Fraud has long been a major issue for financial services institutions, especially those that sell high volume, quick- turn-around-time-products such as funeral benefits. As new competing funeral, hospital cash-back and other similar products have entered the financial sector, the challenges relating to fraud have also increased. Fortunately, artificial intelligence has enormous potential to reduce claim fraud, as automated fraud detection tools get smarter and machine learning becomes more powerful, the outlook should improve exponentially.
XTND has identified and proved a total sum of R82 143 982 in funeral fraud over the last twelve months. One of the most prevalent and preventable forms of fraud is in the funeral insurance sector, which has been exacerbated by the increase in new products available in general retail stores. Buying a funeral policy has become easier than ever before, and in some cases, a financial advisor does not even form part of the policy lifecycle. The speed at which financial losses can occur when funeral claim fraud takes place, makes intelligent fraud detection techniques increasingly important.

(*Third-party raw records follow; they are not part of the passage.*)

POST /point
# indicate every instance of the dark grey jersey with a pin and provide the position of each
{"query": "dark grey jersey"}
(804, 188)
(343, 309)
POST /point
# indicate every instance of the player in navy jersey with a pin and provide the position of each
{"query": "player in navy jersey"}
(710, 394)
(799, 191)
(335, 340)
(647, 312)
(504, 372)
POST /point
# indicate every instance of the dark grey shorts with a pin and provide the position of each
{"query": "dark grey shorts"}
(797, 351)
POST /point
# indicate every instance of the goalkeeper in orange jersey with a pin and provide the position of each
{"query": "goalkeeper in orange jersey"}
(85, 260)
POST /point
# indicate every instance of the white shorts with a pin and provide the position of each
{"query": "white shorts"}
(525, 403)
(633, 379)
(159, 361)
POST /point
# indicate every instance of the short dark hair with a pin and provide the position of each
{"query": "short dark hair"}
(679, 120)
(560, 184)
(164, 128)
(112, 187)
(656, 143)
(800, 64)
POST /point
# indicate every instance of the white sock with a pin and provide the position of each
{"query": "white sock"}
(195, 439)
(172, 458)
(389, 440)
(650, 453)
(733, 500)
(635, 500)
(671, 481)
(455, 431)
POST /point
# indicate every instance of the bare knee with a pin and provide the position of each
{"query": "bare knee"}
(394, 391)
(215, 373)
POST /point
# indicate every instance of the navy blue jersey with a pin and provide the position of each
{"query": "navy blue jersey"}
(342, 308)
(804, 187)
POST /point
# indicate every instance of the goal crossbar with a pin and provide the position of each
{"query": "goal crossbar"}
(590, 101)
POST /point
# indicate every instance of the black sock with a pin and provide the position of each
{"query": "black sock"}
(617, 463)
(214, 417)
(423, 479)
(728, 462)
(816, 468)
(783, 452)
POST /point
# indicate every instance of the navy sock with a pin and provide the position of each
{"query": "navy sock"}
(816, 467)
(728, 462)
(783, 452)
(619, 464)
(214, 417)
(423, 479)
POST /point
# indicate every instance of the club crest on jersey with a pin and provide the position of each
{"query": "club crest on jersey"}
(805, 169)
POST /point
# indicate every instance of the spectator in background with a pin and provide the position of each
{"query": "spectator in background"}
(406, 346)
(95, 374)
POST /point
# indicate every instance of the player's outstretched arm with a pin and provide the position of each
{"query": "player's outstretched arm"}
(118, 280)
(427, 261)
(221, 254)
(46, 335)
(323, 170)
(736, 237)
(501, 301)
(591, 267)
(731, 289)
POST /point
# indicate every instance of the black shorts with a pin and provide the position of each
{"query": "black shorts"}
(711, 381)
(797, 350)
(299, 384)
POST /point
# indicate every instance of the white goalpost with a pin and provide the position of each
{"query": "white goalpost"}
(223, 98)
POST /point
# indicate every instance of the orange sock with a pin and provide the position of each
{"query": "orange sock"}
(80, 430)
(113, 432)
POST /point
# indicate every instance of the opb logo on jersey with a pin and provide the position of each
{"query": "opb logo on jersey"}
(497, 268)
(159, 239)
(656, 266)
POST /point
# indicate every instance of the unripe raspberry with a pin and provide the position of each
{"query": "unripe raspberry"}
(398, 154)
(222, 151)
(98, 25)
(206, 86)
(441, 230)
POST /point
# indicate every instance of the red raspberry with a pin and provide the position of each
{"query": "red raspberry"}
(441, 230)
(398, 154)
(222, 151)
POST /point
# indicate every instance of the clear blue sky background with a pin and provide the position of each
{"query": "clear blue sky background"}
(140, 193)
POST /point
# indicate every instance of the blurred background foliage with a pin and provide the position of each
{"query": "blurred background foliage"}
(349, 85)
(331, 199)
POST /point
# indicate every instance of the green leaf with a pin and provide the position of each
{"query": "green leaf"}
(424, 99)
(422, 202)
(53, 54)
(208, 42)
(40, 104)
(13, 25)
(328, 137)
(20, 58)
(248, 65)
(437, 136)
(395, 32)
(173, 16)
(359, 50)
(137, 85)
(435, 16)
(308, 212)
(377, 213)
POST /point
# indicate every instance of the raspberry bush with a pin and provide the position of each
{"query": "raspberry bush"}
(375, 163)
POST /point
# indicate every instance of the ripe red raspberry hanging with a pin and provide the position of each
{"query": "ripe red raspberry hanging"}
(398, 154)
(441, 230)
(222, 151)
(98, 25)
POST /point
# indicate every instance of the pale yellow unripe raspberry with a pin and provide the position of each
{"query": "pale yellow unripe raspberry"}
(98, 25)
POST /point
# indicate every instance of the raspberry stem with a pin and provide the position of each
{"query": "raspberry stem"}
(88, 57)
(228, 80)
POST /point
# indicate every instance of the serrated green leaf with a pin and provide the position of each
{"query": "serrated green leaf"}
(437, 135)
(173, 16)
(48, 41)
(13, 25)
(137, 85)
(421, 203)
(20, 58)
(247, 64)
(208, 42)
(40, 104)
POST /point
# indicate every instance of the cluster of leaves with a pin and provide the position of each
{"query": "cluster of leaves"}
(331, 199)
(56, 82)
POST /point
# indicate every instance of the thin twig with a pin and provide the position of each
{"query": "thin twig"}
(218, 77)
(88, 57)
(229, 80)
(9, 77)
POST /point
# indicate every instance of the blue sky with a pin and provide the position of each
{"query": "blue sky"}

Because of the availability of large volumes of customer data, together with proven fraud claim data that is updated in real time, AI can be used to effectively identify funeral fraud behaviour patterns that are irregular, for specific customers. XTND created an automated, predictive algorithm that specialises in determining the propensity of fraud on any funeral claim. An added advantage of a more sophisticated model like XTND’s VERITAS Propensity of Fraud Model, is its ability to use a wide variety of industry data to continually fit different customer claim thinking into the best-suited risk clusters, for more accurate identification of claims that need to be to be investigated. Thus, as the modus operandi and habits of claimants change, the model automatically adjusts what it views as potentially fraudulent claims. This identifies actual fraudulent claim transactions, and minimises false fraud flags (false positives).
False positives occur regularly with traditional rule-based anti-fraud measures, where the system flags anything that falls outside a given set of parameters. For example: if a claimant initiates a claim on a Monday, or if the deceased passed away at home, or if the claimant only provides a P.O. Box address as a residential address, this may trigger a fraud warning. A smarter system, such as XTND’s VERITAS model, (as described in the previous paragraph), better understands the underlying patterns of human behaviour, and can match a single claim against a different risk cluster of other insurers. In essence, XTND’s Veritas model ensures that the single claim’s behaviour is tested against multiple claims transactions before automatically raising a fraud flag.
By using VERITAS, insurers increase customer satisfaction as they are able to almost immediately pay low-risk funeral claims, preventing unnecessary interactions with honest claimants, limiting false fraud flags and ultimately reducing operational overheads.
The potential for funeral fraud will become even greater with the increase of new products and the eternal competition to give potential clients easy access to funeral cover. In addition, the newfound ability to abuse the emotional impact of the COVID-19 pandemic, makes it clear that it is imperative to use the most advanced techniques available, to fight funeral fraud and fraud on similar products.
Most exciting and motivating, is that we are now seeing that so-called opportunistic fraudsters are actually hard-core fraudsters through algorithms identifying them in previous fraudulent behaviour. This AI makes algorithms that were already intelligent, infinitely smarter.
Implementing the VERITAS Propensity of Fraud Model to curb funeral claim fraud, for example, will reduce insurer’s economic losses drastically. Fraud has been taking place throughout human history, and has only become more complex and difficult to stop as technology has advanced. Fortunately, we are now in a position where we are also able to leverage technology to identify fraudulent activities, and stop fraudsters before they cause harm. Achieving this will reduce insurers’ overall costs and improve their reputation with customers, who will likely be more loyal to an insurer that better protects their money and sustains a more long-term, affordable product premium. The possibility exists that insurers could channel some of the cost savings they make from reducing fraud, back to their low-risk customers in the form of lower premiums on funeral products. Ultimately, AI looks likely to create a radical shakeup of the entire financial industry, leading not only to reduced funeral fraud, but happier clients and greater customer advocacy from them. That truly is a win-win situation.